絵と詩で描く無限の世界
秩父で「宇宙曼陀羅展」

2006年5月11日(木) 埼玉新聞
 
 秩父市在住の画家、新井智江さん(52)の絵に、小鹿野町在住の詩人、水村健治さん(62)の詩を添えた「宇宙曼陀羅(まんだら)展」が、秩父市東町の喫茶店「珈琲道ぢろばた」で三十一日まで開かれている。

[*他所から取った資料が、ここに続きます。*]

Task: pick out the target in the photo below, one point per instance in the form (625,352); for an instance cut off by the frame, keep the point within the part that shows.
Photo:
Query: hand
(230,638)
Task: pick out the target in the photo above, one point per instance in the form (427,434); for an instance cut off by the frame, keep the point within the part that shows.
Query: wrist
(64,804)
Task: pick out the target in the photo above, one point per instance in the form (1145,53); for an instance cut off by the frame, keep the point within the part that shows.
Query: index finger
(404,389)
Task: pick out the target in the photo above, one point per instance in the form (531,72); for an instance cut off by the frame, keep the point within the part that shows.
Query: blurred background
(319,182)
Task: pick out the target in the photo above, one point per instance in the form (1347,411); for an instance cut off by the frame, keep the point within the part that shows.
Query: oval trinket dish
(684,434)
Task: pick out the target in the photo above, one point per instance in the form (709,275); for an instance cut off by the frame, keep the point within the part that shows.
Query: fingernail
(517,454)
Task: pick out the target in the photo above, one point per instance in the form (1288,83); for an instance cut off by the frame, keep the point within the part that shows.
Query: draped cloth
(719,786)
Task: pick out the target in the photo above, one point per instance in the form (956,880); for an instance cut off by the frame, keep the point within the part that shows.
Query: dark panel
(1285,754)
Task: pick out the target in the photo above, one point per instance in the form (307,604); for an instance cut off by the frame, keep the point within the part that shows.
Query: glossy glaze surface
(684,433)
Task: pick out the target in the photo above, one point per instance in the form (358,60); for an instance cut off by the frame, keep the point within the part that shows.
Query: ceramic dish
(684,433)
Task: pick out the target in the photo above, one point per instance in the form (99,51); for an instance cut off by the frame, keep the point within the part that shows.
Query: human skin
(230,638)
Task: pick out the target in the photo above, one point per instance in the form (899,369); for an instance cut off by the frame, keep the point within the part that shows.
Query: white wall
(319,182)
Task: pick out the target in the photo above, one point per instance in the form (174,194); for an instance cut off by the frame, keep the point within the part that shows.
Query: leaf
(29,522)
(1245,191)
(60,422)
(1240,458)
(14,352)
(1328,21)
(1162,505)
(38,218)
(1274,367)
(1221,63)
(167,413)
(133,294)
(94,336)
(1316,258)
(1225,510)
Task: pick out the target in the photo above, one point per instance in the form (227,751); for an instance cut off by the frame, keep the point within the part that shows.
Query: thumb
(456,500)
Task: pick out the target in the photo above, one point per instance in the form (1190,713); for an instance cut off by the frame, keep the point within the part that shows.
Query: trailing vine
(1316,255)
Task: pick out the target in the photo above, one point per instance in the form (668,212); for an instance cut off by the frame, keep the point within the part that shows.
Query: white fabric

「宇宙曼陀羅展」で絵を描いた新井智江さん(写真左)と詩を書いた水村健治さん=秩父市東町の珈琲道ぢろばた

 新井さんは福島県白河市出身。一九七九、八〇年に現代童画展に入選。九五年から秩父市に移り住み、創作活動を行っている。
 水村さんは七七年に都内の中学校事務職員を辞め、農業を志して小鹿野町へ。現在は手作り豆腐の工房を経営しながら詩作を行っている。
 まるで春の花畑のようにきらめく星々、生まれたての銀河、地球での生命誕生を連想させる作品など、生命力あふれる宇宙を描いた十六点の絵を展示。絵からインスピレーションを得た水村さんの詩が、絵の世界の奥行きを広げている。
 新井さんはダイナミックな表現を得るため、絵筆は使わず、指や手のひらに直接絵の具を付けて描いた。「生命を描くなら、体を使って、生命をぶつけて描くしかない」という。
 水村さんも「地球ほど生命があふれる星はない。人間の世界になって加速度的に破壊が進んでおり、地球を大事にしなければという思いを込めた」と話している。